The investigation found police procedures had not been followed appropriately, prompting further training across the department, Saunders said in a statement.
“The Town of Windsor prides itself in its small-town charm and the community-wide respect of its Police Department,” Saunders said. “Due to this, we are saddened for events like this to cast our community in a negative light.”
“Rather than deflect criticism, we have addressed these matters with our personnel administratively,” he said.
“The incident in Windsor is disturbing and angered me,” Northam said in a statement on Sunday afternoon.
In addition to the Virginia State Police investigation into the incident, Northam invited Nazario to meet with him.
“Our Commonwealth has done important work on police reform,” Northam said, “but we must keep working to ensure that Virginians are safe during interactions with police, the enforcement of laws is fair and equitable, and people are held accountable.”
Virginia Attorney General Mark Herring had also called the interaction “unacceptable.”
“The video doesn’t show anything to justify how Lt. Nazario was treated,” he said.
In his lawsuit, Nazario described driving back from his duty station wearing his uniform in his newly purchased Chevrolet Tahoe. The car was so new, he said, that he had not yet received license plates and had taped temporary cardboard ones to the rear window.

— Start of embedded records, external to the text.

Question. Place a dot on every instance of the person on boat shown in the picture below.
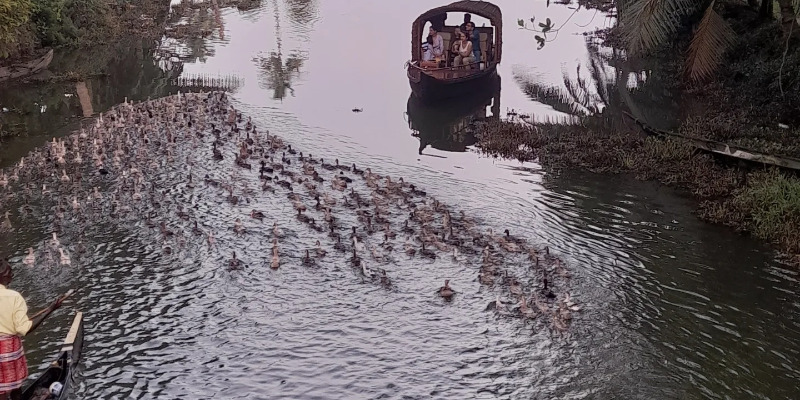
(464, 56)
(467, 19)
(14, 323)
(454, 47)
(427, 49)
(437, 49)
(474, 36)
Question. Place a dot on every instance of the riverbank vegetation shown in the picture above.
(748, 98)
(28, 25)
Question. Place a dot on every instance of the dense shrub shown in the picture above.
(14, 15)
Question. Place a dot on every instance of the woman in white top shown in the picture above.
(464, 56)
(434, 54)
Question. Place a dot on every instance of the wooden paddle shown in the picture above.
(41, 315)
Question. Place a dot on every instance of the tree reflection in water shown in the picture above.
(607, 87)
(278, 72)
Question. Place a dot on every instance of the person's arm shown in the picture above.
(36, 319)
(466, 51)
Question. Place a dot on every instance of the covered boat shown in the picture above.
(445, 79)
(56, 381)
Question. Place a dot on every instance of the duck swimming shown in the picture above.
(446, 292)
(234, 263)
(547, 292)
(257, 215)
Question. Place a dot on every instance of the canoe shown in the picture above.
(433, 83)
(20, 70)
(61, 369)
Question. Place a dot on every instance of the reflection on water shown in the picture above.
(451, 125)
(674, 308)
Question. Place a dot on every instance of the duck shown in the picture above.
(64, 259)
(339, 246)
(30, 258)
(524, 309)
(276, 232)
(234, 263)
(196, 229)
(355, 259)
(427, 252)
(366, 271)
(385, 282)
(496, 305)
(319, 250)
(307, 260)
(410, 250)
(303, 218)
(569, 304)
(6, 224)
(257, 215)
(446, 292)
(546, 291)
(276, 260)
(238, 227)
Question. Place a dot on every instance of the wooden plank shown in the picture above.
(73, 330)
(724, 148)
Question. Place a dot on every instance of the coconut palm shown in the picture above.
(649, 23)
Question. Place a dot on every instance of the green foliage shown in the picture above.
(773, 201)
(53, 26)
(13, 15)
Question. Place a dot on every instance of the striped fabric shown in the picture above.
(13, 366)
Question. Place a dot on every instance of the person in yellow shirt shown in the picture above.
(14, 323)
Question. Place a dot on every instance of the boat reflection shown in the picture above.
(451, 124)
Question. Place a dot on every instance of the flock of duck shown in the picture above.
(104, 170)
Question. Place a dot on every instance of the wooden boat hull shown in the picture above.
(448, 125)
(28, 68)
(430, 89)
(61, 369)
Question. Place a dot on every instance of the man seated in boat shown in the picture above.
(464, 50)
(467, 19)
(14, 323)
(433, 57)
(475, 38)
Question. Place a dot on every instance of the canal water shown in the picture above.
(671, 307)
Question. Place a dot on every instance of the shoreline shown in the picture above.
(737, 108)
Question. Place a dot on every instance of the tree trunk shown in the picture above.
(766, 9)
(788, 19)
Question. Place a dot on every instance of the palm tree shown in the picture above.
(649, 23)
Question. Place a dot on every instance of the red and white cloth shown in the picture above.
(13, 366)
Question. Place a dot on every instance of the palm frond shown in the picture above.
(648, 23)
(712, 38)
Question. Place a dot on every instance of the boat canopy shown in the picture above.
(480, 8)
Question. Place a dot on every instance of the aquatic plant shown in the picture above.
(772, 201)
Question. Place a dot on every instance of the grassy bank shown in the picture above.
(746, 105)
(29, 25)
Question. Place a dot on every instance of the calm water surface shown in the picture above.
(672, 307)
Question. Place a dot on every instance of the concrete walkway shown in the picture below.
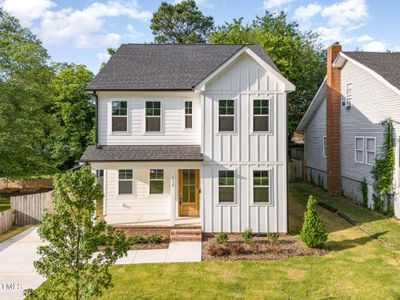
(18, 254)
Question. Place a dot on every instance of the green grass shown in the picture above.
(358, 266)
(4, 204)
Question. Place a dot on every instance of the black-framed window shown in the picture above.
(227, 115)
(260, 115)
(119, 116)
(226, 191)
(125, 181)
(261, 186)
(153, 116)
(188, 114)
(156, 181)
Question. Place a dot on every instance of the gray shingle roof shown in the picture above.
(165, 67)
(386, 64)
(142, 153)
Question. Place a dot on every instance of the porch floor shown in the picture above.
(151, 220)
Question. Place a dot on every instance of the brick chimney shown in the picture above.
(333, 122)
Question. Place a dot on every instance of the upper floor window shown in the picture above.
(261, 186)
(156, 181)
(188, 114)
(226, 192)
(226, 115)
(153, 116)
(119, 116)
(260, 115)
(125, 181)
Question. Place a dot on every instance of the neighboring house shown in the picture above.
(192, 134)
(343, 125)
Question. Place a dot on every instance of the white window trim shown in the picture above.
(234, 203)
(235, 116)
(145, 132)
(355, 149)
(133, 185)
(269, 203)
(370, 151)
(252, 132)
(127, 132)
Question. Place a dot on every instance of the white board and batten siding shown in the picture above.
(244, 151)
(173, 130)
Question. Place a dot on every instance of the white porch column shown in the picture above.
(173, 195)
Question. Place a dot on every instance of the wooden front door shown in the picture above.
(189, 190)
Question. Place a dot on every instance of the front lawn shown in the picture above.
(357, 267)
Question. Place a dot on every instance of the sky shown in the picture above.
(80, 31)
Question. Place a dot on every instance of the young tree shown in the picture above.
(297, 54)
(182, 23)
(79, 249)
(24, 97)
(74, 113)
(313, 232)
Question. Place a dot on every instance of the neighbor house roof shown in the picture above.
(142, 153)
(166, 66)
(386, 64)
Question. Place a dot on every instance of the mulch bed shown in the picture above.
(162, 245)
(260, 249)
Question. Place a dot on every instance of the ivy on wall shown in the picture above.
(382, 172)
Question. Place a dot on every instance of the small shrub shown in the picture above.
(138, 239)
(218, 250)
(247, 235)
(273, 237)
(364, 192)
(313, 232)
(222, 238)
(154, 239)
(235, 248)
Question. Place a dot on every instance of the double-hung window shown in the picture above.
(226, 179)
(359, 149)
(370, 150)
(226, 115)
(324, 146)
(188, 114)
(125, 181)
(153, 116)
(260, 115)
(261, 186)
(157, 181)
(119, 116)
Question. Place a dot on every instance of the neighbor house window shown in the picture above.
(156, 181)
(226, 186)
(188, 114)
(125, 182)
(119, 116)
(324, 146)
(359, 149)
(370, 149)
(153, 116)
(260, 115)
(226, 115)
(261, 186)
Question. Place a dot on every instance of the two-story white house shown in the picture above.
(192, 134)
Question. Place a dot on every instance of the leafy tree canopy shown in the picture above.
(24, 96)
(74, 113)
(182, 23)
(79, 249)
(297, 54)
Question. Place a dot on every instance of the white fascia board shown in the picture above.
(289, 87)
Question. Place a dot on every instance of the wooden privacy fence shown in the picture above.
(29, 209)
(6, 220)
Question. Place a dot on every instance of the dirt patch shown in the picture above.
(259, 249)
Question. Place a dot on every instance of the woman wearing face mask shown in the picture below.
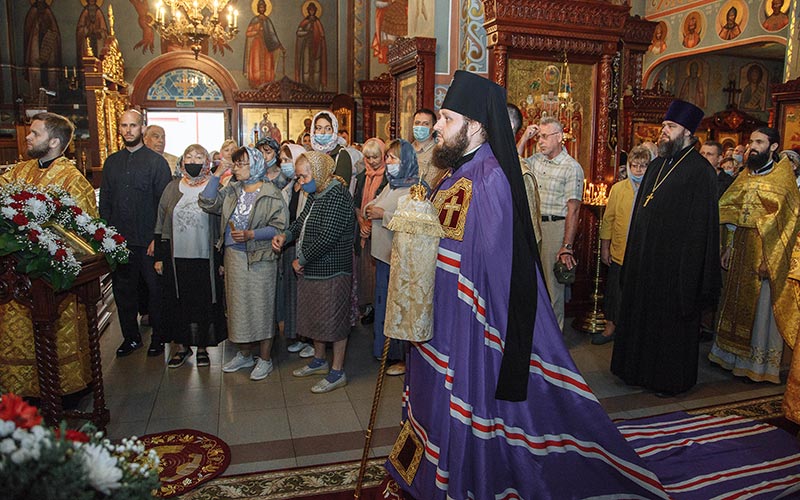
(325, 139)
(225, 162)
(295, 198)
(402, 172)
(614, 236)
(369, 183)
(269, 148)
(324, 265)
(252, 213)
(188, 262)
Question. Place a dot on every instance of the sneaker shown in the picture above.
(262, 370)
(308, 370)
(238, 362)
(297, 346)
(324, 386)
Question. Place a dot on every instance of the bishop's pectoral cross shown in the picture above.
(450, 206)
(745, 214)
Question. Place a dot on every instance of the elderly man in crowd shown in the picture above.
(560, 180)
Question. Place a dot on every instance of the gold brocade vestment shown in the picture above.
(18, 372)
(767, 210)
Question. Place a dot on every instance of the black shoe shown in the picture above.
(155, 349)
(127, 347)
(369, 317)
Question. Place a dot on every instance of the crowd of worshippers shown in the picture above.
(230, 244)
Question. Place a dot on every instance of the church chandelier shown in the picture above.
(192, 22)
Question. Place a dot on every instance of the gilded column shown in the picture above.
(791, 69)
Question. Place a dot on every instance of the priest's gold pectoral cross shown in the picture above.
(450, 206)
(745, 214)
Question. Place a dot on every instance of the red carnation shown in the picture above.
(73, 435)
(20, 220)
(23, 196)
(14, 409)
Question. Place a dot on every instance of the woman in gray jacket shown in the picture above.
(252, 211)
(188, 262)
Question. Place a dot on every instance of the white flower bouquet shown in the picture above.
(37, 462)
(25, 216)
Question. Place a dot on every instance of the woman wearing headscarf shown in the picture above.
(402, 171)
(369, 183)
(324, 264)
(225, 162)
(325, 139)
(252, 211)
(295, 198)
(188, 262)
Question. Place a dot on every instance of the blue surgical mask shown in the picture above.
(311, 186)
(287, 169)
(323, 138)
(392, 169)
(421, 133)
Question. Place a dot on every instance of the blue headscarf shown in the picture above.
(409, 168)
(258, 170)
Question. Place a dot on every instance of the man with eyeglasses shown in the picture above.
(560, 180)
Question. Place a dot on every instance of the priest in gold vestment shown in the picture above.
(49, 137)
(759, 308)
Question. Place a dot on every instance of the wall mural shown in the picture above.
(391, 23)
(731, 19)
(42, 43)
(694, 28)
(775, 14)
(261, 46)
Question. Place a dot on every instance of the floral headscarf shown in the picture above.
(325, 148)
(205, 172)
(322, 168)
(409, 168)
(258, 169)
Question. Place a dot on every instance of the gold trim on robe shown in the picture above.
(18, 372)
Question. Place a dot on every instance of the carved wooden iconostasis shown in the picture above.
(527, 43)
(286, 103)
(375, 96)
(786, 97)
(411, 64)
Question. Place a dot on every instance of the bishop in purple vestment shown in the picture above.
(494, 397)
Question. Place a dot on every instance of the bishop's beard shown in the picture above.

When police tried to pull him over for his lack of a permanent plate, Nazario said he slowed down and put his turn signal on to indicate compliance, but continued to drive for less than a mile so he could stop in a safe, well-lit public place.

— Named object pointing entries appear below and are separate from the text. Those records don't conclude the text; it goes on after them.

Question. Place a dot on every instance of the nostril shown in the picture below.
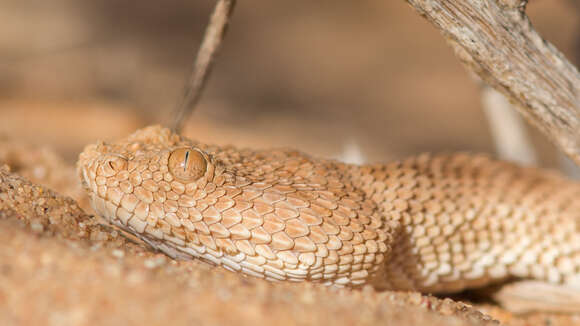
(113, 165)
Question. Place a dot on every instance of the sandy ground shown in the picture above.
(318, 77)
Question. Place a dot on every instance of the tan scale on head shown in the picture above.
(438, 223)
(276, 215)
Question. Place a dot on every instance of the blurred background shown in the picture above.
(321, 76)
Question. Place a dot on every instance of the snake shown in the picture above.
(431, 223)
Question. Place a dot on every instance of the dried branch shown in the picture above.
(495, 39)
(212, 39)
(508, 128)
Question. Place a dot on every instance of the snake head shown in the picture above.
(278, 215)
(151, 176)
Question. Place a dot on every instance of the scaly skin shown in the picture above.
(430, 223)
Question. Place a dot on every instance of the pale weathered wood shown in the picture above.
(495, 39)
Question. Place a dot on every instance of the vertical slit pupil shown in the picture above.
(185, 161)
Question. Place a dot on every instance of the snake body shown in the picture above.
(430, 223)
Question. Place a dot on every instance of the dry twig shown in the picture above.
(495, 39)
(212, 39)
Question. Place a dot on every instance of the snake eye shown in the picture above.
(187, 164)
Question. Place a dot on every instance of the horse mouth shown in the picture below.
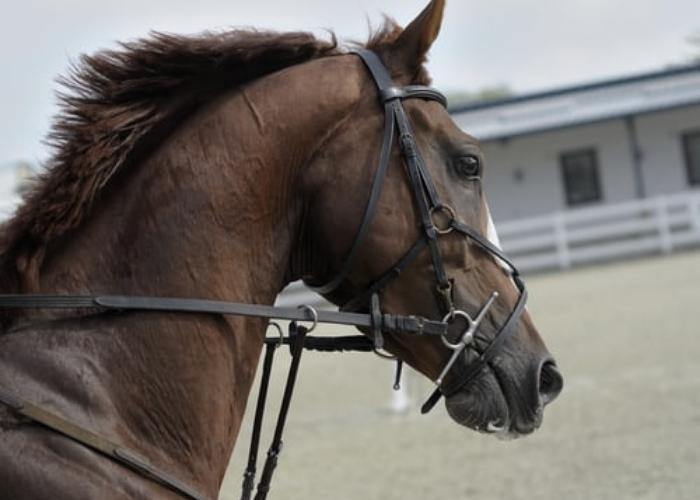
(493, 404)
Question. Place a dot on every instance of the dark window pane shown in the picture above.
(580, 172)
(691, 148)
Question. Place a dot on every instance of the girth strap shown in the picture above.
(97, 443)
(296, 346)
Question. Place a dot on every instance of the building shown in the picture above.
(593, 172)
(590, 145)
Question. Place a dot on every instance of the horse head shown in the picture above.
(460, 275)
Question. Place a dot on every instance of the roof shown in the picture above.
(581, 104)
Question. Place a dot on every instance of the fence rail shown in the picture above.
(583, 236)
(563, 240)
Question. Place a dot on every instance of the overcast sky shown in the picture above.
(526, 45)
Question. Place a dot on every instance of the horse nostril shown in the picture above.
(551, 382)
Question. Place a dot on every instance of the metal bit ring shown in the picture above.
(314, 316)
(468, 334)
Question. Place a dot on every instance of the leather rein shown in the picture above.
(436, 220)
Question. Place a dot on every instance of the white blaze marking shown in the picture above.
(492, 236)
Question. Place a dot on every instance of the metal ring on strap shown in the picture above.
(444, 210)
(314, 316)
(468, 334)
(276, 326)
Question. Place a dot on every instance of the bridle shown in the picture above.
(430, 209)
(436, 220)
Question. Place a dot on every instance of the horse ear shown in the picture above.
(414, 42)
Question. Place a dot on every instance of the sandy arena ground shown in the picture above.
(627, 425)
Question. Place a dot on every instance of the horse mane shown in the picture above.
(114, 103)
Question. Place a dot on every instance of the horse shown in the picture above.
(226, 165)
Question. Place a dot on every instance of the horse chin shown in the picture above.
(484, 407)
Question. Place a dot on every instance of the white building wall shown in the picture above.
(541, 190)
(660, 139)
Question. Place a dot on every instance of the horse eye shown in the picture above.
(468, 166)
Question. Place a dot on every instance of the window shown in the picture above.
(580, 172)
(691, 151)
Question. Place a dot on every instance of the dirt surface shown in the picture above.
(627, 425)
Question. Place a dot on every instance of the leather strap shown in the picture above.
(389, 322)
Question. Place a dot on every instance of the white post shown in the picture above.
(562, 243)
(694, 209)
(400, 400)
(664, 225)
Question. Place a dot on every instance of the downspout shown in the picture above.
(637, 157)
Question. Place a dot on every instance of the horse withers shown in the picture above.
(225, 166)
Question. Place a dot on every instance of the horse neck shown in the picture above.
(213, 212)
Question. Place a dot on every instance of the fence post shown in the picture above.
(663, 225)
(694, 209)
(400, 400)
(560, 237)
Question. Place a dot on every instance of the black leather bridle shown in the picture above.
(397, 125)
(436, 220)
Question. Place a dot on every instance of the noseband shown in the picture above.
(436, 220)
(430, 210)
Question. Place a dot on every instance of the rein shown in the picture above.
(364, 311)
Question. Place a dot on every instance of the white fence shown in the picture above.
(583, 236)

In a BP gas station parking lot, the two officers withdrew their weapons as Nazario set up his cellphone on the dashboard to record the interaction.
“What’s going on?” he can be heard asking the officers.
After Nazario, with his arms raised, continued to decline to exit the car unless he received more information about why he was being stopped, Gutierrez can be heard telling Nazario he was “fixin’ to the ride the lightning,” which Nazario’s attorneys alleged was a colloquial term for being executed by the electric chair.
When Nazario told the officers he was afraid to exit the vehicle, Gutierrez could be heard responding, “Yeah, you should be.”
As Nazario asked the officers why they were treating an active duty service member in such a manner, Crocker tried to open the driver’s door. Gutierrez then told his colleague to back up, before spraying Nazario in the face with pepper spray.
The officers’ body cameras continued to capture Nazario’s struggle to exit the vehicle after being sprayed and tell the officers he was concerned his dog in the rear seat was also “choking” from the pepper spray.
When he exits the car, the officers wrestle him to the ground. “Why am I being treated like this?” Nazario asks. “This is really messed up.”
“Because you’re not cooperating,” Gutierrez responds.
Nazario is seeking $1 million in compensation for his treatment, which he said was “consistent with a disgusting nationwide trend of law enforcement officers, who, believing they can operate with complete impunity, engage in unprofessional, discourteous, racially biased, dangerous, and sometimes deadly abuses of authority.”
No attorneys were listed for Crocker or Gutierrez, and the pair have not responded to media inquiries.